Aidan had struggled to recall to his memory the days of old, when his kind had taken humans as their brides. They had reproduced themselves, passing on their strengths to these half-human, half-demon offspring. If this could be done again, Aidan would have the chance to right part of the wrong he had committed. If he could produce a child that was half man, that child would have the possibility of redemption that he himself lacked. It was the closest thing to redemption for Aidan. He knew that he would be cast into the fires of perdition after the final judgment. He knew that was the price he would pay for his betrayal. But if he could produce something good, something that was capable of receiving grace and mercy, it would soothe the grievous pangs that constantly plagued him.
What he desired had not been attempted for centuries. The first of his kind who had attempted the crossing of humans and demons had been quite successful. After a few centuries, however, humans had become weaker in body. The Creator began to reduce the number of their days upon the Earth. The hybridized humans had become too plentiful. They were becoming a problem to the pureblooded humans. Violence and bloodshed flooded the Earth, so God sent his flood to fix the problem.

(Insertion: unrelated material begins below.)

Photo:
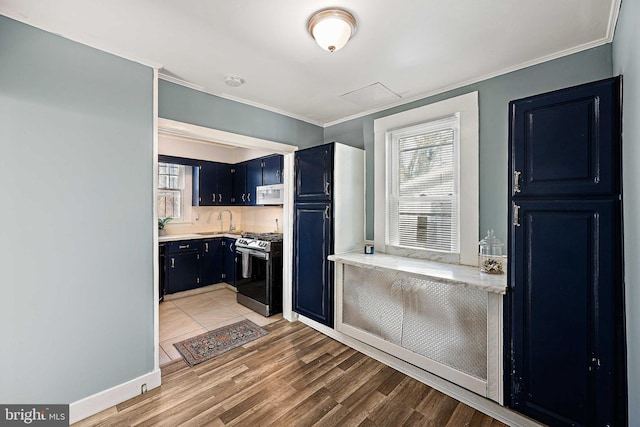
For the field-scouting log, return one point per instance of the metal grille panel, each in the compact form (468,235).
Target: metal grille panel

After a few generations, Lucifer had decided to put an end to the crossing of bloodlines, altogether. He feared creating more nephilim might bring his destruction closer. Any demons caught mating with humans were bound in chains and thrown into the pit. If humans could no longer see demons or their offspring, how could they believe in a higher power? Producing the nephilim had fallen by the wayside, and Aidan wasn’t sure his attempt would work. It would take a physically and emotionally strong human to carry the child to term. He had heard of failed attempts that had ended in the woman being literally ripped open by the baby during its birth.Hewould lose nothing by attempting it, and had everything to gain if he succeeded. It would not be easy. Humans were so altered these days. They had so many connections that kept them secure and out of reach to those like him. They had to be approached subtly—cautiously. They were more easily influenced by small degrees. They trusted the familiar. He would have to become one of them, if only in appearance.
Aidan could sense that his pursuers were not far behind. It was becoming more difficult to evade them. They seemed to sense his anxiety as though it left a scent for them to follow. He must decide now where he would run next, where he would attempt this seemingly impossible task. Something inside Aidan whispered the wordAmerica, as a westerly wind began to blow.